The first shipped agent of this type is the **Realtime Co-Agent** (seeded in `metadata/agents/`): a generic companion that acts as the live voice *for any* target MJ agent. The target is a runtime parameter — agents gain voice by configuration, never by being rewritten. Which co-agent voices a given target resolves through a metadata chain at session start: runtime `coAgentId` parameter → `AIAgent.DefaultCoAgentID` → `AIAgentType.DefaultCoAgentID` → the seeded global `Realtime Co-Agent`.
Key pieces in this package:
- **`RealtimeAgentType`** (`src/agent-types/realtime-agent-type.ts`) — the registered agent type (`@RegisterClass(BaseAgentType, "RealtimeAgentType")`). Its `IsSessionDriven` getter makes `BaseAgent.ExecuteAgent` branch into `executeRealtimeSession()` instead of the loop; the loop-oriented abstract methods are implemented defensively and should never be reached.

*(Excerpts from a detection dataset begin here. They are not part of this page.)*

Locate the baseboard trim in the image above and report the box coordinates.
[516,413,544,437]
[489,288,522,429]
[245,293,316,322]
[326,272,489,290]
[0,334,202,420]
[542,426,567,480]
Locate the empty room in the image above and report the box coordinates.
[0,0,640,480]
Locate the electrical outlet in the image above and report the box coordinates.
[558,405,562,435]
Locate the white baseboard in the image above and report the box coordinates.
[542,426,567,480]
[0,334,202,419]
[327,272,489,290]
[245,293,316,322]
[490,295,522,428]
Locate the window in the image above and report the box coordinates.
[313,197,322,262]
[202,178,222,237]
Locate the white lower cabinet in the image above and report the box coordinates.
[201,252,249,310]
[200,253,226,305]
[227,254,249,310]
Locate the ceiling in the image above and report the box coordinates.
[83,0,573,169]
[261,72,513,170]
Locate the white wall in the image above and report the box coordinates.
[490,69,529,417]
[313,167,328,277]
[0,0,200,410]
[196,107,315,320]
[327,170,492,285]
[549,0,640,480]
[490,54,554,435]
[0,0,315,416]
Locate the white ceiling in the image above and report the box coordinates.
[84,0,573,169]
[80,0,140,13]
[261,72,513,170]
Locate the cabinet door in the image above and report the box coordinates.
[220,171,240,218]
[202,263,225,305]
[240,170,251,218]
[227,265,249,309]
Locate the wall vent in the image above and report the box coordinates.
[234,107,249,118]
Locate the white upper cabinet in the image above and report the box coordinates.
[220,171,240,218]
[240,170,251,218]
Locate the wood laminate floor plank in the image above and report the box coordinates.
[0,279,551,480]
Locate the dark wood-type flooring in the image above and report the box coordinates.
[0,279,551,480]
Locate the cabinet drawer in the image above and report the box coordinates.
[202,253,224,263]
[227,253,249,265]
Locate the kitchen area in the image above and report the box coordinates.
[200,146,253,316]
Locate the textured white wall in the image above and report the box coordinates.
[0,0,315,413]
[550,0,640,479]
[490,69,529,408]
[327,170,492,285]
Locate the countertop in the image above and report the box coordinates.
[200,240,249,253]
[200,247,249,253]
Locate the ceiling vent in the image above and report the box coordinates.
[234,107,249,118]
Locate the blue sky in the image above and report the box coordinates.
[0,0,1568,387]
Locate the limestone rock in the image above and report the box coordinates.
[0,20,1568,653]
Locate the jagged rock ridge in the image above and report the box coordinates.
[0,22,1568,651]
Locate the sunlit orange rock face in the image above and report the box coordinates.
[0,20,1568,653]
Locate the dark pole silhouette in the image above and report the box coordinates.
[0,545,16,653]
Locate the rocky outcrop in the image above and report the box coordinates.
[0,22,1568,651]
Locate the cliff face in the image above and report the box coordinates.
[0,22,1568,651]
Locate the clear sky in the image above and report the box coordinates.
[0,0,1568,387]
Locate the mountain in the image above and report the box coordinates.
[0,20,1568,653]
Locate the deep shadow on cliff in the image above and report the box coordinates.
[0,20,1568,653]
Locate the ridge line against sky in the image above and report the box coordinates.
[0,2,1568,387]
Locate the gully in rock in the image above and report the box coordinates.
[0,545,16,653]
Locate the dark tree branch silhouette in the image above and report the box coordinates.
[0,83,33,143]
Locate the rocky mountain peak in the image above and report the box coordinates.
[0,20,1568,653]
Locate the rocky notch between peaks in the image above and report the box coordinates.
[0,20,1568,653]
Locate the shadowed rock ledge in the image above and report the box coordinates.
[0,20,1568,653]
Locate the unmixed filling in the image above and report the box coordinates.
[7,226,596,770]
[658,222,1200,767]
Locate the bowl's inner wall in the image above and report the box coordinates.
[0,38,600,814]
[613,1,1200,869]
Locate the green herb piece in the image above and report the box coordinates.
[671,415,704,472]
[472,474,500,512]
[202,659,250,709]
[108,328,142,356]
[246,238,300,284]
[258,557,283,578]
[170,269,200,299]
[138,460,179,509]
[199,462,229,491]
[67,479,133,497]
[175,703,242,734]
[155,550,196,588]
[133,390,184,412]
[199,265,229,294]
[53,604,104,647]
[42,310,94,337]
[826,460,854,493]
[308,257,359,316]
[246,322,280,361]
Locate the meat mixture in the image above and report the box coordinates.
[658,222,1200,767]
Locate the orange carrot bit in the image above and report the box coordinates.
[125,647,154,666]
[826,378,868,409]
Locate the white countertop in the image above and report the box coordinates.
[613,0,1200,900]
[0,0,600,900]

- **`RealtimeSessionRunner`** (`src/realtime/realtime-session-runner.ts`) — dependency-injected orchestrator for the **server-bridged** topology: opens the `IRealtimeSession`, registers the stable tool set, persists transcript turns, checkpoints usage onto the single long-lived `AIPromptRun` on a debounced cadence (crash-safe — a janitor close finalizes from the last-persisted values), and aborts an in-flight delegated run on barge-in. It also **narrates** delegated work itself: each significant progress event is fed to the session's optional `SendContextNote`, and a built-in pacing engine (first spoken update ~5 s into a burst, ≥8 s session-global spacing, deduped multi-message digests, cancellation on completion/barge-in) drives `RequestSpokenUpdate` — both feature-detected, since providers may omit either capability. Fully unit-testable against a mock realtime model.
- **`realtime-narration.ts`** (`src/realtime/realtime-narration.ts`) — the shared narration module both topologies use: `ResolveNarrationInstructionsTemplate()` resolves the DB-driven `Realtime Co-Agent - Progress Narration` prompt (with a deprecated fallback to the pre-rename `Voice Co-Agent - Progress Narration` seed name) from `AIEngine`'s cache, and `BuildServerNarrationInstructions()` substitutes its placeholders for the server-bridged runner (the browser host has its own richer builder that chains the model's actual prior narrations — only the browser can observe those).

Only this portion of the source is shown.